Last week I begged for more essays and here are three generously shared by Writing It Real members for our post this week. Thank you three!
by Sandra Hurtes
It was a hot night in August 1969. My boyfriend, Michael, was picking me up at 2:00 a.m. in his silver Mustang. When he arrived, we would leave Canarsie and head for Bethel, New York, where the three-day festival, Woodstock, would unfold. I was eighteen years old and unaware it was the eve of an event that would define my generation.
At midnight, the telephone rang. My mother ran into the kitchen in her pale blue nightgown. A minute after her breathless hello, she held the receiver out to the side.
“Jack says you’ll never make it,” she said. “Traffic is backed up for thirty miles. He says you should stay home.”
My brother had left for the festival with a friend; he was protective of me in spite of his own rebelliousness. Michael was pumped up for months about us going; he would kill me if I backed out.
I took the phone from my mother. My brother said, “There are no bathrooms. Cars are overheating. You should stay home.”
My father awoke, stood at my mother’s side, his face drawn and tired. Huddled by the telephone, we all listened to the frenzy of Woodstock, and it hadn’t even begun.
“Michael won’t stay home,” I said.
“Where are you going in the middle of the night?” my father asked, his voice thick and foggy with sleep.
“Woodstock,” I said.
“Woodstock?” my father said. His eyes held no memory of the permission he’d granted me weeks before. “What is that?”
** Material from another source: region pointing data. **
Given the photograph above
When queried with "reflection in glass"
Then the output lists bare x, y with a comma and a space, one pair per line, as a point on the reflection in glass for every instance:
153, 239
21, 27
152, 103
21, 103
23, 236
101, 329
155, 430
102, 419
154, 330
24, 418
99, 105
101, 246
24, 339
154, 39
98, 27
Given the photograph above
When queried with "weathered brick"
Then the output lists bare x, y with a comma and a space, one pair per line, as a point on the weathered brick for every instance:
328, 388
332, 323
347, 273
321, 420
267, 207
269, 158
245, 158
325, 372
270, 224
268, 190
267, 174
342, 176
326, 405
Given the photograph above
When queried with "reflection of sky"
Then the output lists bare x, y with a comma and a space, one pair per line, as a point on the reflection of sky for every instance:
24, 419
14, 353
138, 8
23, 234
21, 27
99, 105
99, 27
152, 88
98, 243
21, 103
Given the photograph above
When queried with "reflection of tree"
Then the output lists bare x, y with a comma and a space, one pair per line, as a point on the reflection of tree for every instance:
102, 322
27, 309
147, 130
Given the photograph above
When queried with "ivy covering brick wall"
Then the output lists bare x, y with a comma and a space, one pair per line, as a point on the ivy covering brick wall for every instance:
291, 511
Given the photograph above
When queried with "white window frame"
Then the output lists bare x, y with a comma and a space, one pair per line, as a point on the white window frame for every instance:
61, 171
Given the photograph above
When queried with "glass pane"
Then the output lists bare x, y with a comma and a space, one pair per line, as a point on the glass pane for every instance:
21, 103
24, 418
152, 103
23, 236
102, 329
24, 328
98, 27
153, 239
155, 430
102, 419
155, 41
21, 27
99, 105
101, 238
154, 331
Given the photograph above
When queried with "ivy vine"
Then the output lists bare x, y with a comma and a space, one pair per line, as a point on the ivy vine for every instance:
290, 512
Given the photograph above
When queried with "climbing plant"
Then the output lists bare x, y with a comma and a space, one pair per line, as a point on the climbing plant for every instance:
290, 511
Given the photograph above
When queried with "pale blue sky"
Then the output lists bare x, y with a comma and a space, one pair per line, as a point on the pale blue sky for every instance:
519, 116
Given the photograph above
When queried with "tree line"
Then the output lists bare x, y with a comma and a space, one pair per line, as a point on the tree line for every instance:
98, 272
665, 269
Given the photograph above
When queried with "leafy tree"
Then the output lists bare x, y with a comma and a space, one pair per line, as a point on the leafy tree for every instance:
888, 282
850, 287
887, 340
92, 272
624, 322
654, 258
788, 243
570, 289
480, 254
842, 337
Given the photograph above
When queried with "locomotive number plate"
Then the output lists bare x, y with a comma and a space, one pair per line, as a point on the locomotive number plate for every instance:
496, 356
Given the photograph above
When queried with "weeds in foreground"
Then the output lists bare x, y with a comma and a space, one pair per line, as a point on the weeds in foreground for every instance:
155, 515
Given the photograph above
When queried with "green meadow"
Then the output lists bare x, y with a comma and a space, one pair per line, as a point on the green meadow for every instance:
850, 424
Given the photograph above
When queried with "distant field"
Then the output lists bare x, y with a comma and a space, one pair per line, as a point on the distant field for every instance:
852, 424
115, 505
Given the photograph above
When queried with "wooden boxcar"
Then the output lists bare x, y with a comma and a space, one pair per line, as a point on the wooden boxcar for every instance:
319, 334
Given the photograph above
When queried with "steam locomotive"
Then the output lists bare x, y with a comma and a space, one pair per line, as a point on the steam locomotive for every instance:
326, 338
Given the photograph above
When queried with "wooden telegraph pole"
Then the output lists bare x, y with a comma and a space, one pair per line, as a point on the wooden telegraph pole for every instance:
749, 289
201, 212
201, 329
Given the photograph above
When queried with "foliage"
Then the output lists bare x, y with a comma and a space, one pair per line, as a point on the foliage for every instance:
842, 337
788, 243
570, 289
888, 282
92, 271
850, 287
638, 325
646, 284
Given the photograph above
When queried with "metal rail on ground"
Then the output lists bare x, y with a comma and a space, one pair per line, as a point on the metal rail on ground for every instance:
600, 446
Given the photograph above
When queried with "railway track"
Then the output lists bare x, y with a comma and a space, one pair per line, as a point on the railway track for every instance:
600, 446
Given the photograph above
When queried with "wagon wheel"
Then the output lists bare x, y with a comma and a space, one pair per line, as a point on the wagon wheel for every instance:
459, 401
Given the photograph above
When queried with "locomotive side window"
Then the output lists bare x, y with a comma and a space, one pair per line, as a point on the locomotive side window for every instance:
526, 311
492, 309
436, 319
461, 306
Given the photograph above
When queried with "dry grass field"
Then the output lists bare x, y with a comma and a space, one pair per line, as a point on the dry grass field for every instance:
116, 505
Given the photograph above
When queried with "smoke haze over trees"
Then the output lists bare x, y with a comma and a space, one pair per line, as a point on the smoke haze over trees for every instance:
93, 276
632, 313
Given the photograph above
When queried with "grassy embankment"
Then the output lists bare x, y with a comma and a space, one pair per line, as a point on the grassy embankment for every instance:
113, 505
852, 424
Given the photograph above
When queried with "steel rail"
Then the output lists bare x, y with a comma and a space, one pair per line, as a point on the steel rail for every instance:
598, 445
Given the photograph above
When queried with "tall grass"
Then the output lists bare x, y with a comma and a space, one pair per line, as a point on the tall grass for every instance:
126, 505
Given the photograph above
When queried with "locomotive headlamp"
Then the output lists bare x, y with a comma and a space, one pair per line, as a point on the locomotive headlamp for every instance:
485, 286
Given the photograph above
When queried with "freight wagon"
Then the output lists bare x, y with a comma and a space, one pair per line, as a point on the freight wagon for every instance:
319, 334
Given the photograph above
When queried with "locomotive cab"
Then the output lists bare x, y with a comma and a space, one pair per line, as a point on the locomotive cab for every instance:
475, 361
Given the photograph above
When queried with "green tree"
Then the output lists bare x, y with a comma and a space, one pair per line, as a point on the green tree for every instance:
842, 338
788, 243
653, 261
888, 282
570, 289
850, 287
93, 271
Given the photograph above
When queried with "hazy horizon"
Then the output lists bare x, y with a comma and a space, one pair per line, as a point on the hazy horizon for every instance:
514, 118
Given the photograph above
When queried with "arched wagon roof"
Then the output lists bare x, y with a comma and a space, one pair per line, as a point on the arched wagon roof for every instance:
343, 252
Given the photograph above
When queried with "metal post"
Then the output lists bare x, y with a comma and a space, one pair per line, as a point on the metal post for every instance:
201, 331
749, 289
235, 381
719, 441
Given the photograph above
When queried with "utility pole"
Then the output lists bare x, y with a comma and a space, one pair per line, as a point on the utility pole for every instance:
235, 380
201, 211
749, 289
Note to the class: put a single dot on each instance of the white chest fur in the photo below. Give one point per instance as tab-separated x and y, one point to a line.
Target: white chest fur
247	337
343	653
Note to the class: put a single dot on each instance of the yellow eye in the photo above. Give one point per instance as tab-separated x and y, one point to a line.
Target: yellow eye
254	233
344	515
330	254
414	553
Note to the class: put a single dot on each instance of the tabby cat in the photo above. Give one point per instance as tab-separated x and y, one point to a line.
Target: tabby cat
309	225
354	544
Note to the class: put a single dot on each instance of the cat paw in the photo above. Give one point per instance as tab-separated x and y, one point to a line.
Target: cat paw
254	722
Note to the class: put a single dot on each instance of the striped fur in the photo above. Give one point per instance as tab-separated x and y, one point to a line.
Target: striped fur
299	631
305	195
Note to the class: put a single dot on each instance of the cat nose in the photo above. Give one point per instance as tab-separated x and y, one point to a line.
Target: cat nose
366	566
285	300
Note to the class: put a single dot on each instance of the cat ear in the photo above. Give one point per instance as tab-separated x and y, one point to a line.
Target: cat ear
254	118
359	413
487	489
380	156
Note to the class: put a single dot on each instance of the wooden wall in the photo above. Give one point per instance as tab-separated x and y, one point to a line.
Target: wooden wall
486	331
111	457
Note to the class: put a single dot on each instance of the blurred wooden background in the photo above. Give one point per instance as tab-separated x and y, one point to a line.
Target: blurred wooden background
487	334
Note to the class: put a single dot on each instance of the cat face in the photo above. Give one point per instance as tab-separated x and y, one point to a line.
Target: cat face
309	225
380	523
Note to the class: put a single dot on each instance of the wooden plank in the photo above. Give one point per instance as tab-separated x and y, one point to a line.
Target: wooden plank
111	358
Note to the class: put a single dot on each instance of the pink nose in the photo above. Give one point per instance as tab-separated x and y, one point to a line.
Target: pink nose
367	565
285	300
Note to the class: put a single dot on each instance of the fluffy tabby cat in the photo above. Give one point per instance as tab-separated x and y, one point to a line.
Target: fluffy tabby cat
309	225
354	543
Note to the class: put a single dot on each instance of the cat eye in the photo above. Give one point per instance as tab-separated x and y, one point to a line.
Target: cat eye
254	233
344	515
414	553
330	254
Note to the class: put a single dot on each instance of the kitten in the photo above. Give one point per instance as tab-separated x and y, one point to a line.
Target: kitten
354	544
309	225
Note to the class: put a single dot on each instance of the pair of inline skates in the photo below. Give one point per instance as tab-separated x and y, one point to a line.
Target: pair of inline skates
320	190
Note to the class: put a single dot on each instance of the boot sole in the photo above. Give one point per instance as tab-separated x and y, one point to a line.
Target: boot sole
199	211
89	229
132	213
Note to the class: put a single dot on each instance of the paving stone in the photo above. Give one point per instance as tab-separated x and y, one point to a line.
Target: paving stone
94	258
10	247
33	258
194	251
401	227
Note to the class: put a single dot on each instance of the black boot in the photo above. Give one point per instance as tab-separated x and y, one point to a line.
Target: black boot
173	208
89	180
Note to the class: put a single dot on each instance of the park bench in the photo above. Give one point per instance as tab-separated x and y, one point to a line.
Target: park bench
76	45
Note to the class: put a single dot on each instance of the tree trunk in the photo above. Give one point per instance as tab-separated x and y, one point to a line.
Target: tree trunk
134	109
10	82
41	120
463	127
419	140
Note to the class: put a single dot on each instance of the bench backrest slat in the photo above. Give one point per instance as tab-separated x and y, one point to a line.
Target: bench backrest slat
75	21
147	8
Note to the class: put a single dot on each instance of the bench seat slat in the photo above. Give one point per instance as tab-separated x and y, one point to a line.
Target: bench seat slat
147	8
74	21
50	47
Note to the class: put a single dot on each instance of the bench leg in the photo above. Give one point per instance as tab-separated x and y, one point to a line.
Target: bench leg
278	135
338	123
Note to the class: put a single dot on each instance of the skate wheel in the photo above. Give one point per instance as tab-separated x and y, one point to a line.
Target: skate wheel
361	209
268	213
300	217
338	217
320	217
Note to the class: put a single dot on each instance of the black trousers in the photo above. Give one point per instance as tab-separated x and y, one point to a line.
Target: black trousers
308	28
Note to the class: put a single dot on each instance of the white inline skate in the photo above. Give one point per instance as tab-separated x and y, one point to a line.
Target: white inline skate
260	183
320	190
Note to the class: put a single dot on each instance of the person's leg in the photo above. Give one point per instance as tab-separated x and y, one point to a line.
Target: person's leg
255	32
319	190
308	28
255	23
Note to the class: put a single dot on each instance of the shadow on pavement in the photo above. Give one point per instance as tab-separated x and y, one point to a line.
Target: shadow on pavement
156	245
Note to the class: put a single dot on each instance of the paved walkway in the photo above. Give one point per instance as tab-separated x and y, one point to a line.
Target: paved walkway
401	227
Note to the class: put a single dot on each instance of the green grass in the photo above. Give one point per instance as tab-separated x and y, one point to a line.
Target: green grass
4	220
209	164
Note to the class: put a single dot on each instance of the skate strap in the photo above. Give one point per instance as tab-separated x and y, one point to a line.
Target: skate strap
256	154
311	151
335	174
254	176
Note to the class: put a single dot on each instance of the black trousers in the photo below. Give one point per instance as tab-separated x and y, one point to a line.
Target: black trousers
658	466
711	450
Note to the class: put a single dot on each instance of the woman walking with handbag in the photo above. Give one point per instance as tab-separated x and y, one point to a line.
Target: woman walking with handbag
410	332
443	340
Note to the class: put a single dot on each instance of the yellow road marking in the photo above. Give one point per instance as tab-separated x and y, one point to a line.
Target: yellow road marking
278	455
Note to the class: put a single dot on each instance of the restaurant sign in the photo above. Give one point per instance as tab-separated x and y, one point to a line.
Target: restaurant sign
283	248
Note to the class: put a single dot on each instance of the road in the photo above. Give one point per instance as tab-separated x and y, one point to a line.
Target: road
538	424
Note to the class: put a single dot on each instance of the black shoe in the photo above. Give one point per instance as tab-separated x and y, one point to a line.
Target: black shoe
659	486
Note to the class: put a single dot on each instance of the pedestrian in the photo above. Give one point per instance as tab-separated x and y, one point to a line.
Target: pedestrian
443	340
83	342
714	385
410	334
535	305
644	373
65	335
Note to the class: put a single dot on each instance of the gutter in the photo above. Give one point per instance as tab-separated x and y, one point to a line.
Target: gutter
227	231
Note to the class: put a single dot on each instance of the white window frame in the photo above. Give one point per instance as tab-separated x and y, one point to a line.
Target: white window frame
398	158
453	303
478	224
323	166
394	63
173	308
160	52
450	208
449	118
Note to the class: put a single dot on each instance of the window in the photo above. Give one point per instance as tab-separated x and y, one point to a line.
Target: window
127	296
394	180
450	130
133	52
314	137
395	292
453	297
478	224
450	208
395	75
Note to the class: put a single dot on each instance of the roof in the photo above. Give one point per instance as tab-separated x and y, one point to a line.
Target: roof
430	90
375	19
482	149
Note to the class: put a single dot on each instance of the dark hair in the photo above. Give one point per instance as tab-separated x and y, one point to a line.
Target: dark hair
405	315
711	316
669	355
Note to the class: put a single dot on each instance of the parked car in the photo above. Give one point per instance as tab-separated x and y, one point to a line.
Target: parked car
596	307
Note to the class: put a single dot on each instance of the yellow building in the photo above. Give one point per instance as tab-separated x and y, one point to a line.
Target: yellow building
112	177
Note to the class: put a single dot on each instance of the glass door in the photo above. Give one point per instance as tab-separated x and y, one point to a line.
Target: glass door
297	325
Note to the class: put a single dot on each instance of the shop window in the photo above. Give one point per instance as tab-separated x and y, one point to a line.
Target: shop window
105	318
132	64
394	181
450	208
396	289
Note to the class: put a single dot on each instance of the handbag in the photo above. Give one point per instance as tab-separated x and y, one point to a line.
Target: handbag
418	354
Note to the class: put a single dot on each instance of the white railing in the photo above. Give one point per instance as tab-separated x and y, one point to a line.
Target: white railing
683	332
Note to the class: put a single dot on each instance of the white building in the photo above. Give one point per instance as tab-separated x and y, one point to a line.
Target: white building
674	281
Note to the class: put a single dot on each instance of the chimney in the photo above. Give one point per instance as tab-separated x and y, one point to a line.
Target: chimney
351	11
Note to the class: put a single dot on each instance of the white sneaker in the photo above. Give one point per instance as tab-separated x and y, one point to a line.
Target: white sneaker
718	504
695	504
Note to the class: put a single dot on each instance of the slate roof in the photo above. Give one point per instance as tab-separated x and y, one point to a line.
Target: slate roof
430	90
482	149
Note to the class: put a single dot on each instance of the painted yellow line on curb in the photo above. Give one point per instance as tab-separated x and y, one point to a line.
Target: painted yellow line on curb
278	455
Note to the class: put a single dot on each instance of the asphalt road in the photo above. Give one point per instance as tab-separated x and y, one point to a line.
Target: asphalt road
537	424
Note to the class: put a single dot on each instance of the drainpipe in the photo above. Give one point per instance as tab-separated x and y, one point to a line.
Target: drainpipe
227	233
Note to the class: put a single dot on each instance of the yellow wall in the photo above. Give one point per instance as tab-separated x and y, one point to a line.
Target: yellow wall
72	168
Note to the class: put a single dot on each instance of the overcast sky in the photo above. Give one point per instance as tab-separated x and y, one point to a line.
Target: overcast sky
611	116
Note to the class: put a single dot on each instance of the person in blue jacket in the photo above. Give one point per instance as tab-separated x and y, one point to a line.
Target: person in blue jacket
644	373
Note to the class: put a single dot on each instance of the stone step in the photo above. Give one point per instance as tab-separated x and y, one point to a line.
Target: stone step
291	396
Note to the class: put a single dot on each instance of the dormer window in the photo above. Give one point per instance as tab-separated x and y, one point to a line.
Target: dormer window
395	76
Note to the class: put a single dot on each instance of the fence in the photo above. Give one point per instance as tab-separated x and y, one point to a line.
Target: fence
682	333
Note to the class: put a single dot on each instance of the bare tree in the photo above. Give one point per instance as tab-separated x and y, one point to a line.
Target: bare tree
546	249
I looked at my mother. With her hair crunched against her scalp, deep pillow creases on her cheek, she seemed surreal amidst the language of hippie music festivals. She wouldn’t override my father.
I felt thwarted. Michael would absolutely not stay home. He was born for Woodstock. With his black wavy hair and his long, skinny body, he looked like George Harrison, my favorite Beatle. Michael was like him too, the lonely Beatle everyone but me forgot to pay attention to.
My parents weren’t blocking the door. They would live through my defection. If I went, I would discover what lay on the other side of saying yes.
I called Michael.
He answered immediately, boomed, “Hello!”
I didn’t tell him about the roar of loneliness in my chest; I didn’t tell him I was physically unable to disobey my parents. Even if I wanted to.
Instead, I said, “Jack called. He said we’ll never get there. The traffic is backed up; he’s stuck on the Thruway.”
Michael inhaled deeply on a Marlboro or a joint. “We’ll get there; I know the back roads.”
“Jack says it’s crazy…gas stations are empty.”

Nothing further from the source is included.